People often forget that the nickname "City of Brotherly Love," also includes "and Sisterly Affections." And in keeping with that second part, Philadelphia supports the aforementioned Toasted Walnut Bar and Kitchen (www.toastedwalnut.com). It is on Walnut Street, just around the corner from Woody's. It has been open a couple of years and filled the void created after the closure of Sisters bar, which was in another location. The friendly bar is beautifully decorated in rainbow lighting.

The Gayborhood boasts a couple of sports bars, Boxers PHL (https://boxersphl.com/) and Tabu Lounge & Sports Bar (https://tabuphilly.com/). The leather bar Bike Stop (http://www.thebikestop.com/) has been going strong since 1982.

Accommodations
Hotel prices in Philadelphia are much lower than in New York or San Francisco. The city doesn't have any exclusively gay or lesbian hotels but some good options in the Gayborhood include the Independent (www.theindependenthotel.com) and the Alexander Inn (www.alexanderinn.com). Amenities at the Alexander include a gym and buffet breakfast. The Independent includes a continental breakfast that is delivered to your room and a complimentary cocktail hour with wine and snacks.

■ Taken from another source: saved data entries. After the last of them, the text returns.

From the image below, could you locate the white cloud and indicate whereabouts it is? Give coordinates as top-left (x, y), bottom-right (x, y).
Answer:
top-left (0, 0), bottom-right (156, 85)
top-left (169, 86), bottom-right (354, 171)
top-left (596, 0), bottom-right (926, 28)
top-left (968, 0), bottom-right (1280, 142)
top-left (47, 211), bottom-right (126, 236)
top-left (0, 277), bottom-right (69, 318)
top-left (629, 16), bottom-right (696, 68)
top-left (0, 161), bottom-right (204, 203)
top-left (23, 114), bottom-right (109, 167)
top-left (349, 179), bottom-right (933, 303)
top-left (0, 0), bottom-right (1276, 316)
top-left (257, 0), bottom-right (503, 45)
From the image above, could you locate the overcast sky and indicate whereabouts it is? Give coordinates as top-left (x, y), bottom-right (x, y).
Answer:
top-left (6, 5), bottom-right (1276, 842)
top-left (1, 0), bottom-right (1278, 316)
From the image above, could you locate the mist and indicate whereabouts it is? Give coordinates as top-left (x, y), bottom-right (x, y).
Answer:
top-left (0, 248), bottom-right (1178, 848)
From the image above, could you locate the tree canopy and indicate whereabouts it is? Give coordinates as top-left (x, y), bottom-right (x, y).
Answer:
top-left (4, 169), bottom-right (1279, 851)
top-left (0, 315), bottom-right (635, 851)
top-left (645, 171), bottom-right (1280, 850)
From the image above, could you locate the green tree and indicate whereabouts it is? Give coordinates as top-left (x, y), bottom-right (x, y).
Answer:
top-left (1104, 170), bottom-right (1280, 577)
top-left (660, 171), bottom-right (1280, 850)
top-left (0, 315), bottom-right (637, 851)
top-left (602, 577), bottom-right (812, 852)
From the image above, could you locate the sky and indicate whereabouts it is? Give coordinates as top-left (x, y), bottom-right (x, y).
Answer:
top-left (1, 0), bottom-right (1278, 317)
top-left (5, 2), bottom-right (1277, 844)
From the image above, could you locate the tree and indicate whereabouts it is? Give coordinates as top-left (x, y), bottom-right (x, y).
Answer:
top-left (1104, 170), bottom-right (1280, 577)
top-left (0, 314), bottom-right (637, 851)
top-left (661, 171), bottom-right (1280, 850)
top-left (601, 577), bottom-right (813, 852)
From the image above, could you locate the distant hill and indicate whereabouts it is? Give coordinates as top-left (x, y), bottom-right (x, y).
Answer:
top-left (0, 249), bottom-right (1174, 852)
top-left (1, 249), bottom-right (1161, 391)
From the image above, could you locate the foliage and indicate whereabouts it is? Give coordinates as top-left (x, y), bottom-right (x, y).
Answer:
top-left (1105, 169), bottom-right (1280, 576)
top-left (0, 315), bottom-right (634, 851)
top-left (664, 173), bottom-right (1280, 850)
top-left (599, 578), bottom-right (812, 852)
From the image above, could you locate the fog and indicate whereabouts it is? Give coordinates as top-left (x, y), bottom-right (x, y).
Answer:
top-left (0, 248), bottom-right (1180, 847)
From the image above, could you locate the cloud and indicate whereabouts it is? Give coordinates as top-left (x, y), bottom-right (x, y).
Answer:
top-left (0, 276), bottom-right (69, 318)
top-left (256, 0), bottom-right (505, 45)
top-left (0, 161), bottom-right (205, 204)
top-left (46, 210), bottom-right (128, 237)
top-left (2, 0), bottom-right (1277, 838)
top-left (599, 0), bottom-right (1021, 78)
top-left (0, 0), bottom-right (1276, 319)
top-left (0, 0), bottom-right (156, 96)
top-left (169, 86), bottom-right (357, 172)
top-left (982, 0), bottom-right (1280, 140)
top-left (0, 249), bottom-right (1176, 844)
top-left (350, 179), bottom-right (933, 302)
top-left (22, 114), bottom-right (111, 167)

Of course, outside the Gayborhood, there are a number of excellent hotels that are more geared to business travelers. The four-star Rittenhouse Hotel (www.rittenhousehotel.com), of the gay-popular Rittenhouse Square, about a half-mile outside the gayborhood, is an excellent choice for a splurge hotel. Rooms start about $139, a bargain considering the quality of the hotel. Breakfast is not included but the hotel has a couple of bars and a restaurant famous for its afternoon teas. It also has a large fitness room and indoor pool and spa.

Gay events
Philadelphia Pride is Sunday, June 9, but one of its biggest gay days is in the fall, for OutFest, which this year is Sunday, October 13, from noon to 6 p.m. It's in various locations, including the heart of the Gayborhood at 12th and Locust streets. The city holds a huge block party and celebrates in style.

Philadelphia Black Pride is a four-day celebration of unity, held this year April 25-28.

Getting there and around
A number of airlines fly nonstop from the Bay Area to Philadelphia International Airport. A train runs every half hour from the airport to downtown and takes about 25 minutes. The fare is $5.75, a relative bargain considering BART charges $9.65 to get to San Francisco International Airport from downtown San Francisco and about $10.95 to get to Oakland International Airport.

The 30th Street station is closest to the Gayborhood. You can walk there in about 25 minutes from the station. You can also take the subway, but walking is a good way to see the sights as you go.